Au passage, le patriarche exclut toue possibilité d’une réunion de chefs politiques maronites à Bkerké, certains expliquant leur refus de s’y rendre pour des motifs de sécurité. Le patriarche regrette aussi que l’idée de réunir un sommet religieux n’ait pas été jugée indispensable par certains.
Dans le discours du chef de l’Église maronite, il y a de quoi plaire et déplaire aux deux camps politiques en présence. Le patriarche égratine le Hezbollah en soulignant que l’un des attributs de la souveraineté, c’est l’absence d’une force armée rivalisant avec celle de l’État.
Dans un discours prononcé à la fin du dîner donné par Farid el-Khazen, il redira que la souveraineté doit être sans partage, aussi bien en politique intérieure qu’en politique extérieure ou sur le plan de l’intégrité territoriale.
Sur le plan arabe, le patriarche redira sa foi dans le dialogue, dans un compromis; il s’inscrit en faux contre la guerre et les pratiques terroristes, et réaffirme le rôle modèle que pourrait jouer le Liban de la concorde religieuse dans l’avènement d’un printemps arabe non fanatisé.

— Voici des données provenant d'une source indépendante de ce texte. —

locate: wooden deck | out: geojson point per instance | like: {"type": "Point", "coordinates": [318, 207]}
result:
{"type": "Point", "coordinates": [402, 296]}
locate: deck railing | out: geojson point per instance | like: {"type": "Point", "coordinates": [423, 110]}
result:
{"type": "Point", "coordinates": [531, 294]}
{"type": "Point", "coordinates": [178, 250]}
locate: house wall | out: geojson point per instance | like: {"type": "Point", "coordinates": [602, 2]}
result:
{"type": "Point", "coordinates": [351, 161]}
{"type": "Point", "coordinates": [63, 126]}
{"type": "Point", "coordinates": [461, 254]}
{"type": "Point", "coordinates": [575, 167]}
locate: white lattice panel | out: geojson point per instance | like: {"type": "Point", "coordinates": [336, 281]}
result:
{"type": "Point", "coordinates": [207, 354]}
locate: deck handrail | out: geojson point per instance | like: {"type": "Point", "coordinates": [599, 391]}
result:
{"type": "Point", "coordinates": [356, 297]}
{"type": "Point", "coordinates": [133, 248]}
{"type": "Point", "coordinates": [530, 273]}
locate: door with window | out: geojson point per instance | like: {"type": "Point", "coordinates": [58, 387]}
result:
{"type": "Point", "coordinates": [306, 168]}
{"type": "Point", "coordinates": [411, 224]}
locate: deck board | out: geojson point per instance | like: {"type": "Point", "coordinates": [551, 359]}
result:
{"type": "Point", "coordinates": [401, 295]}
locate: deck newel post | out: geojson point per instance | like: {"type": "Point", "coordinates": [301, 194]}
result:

L’incomparable endurance du patriarche Raï dans les soirées et dîners en son honneur fera, jeudi, une fois de plus ses preuves. Alors que les convives se hâtent de partir, sautant le dessert, le patriarche reste attentif à la présence des uns et des autres, se prête au jeu des photos, réserve un mot aimable à tous, en particulier aux Khazen, « gardiens de Bkerké », auxquels il adresse ses remerciements pour le dîner donné en son honneur, se rappelant publiquement qu’ils lui ont « en premier accordé le baiser de félicitations en la joyeuse matinée du 15 mars 2011 ».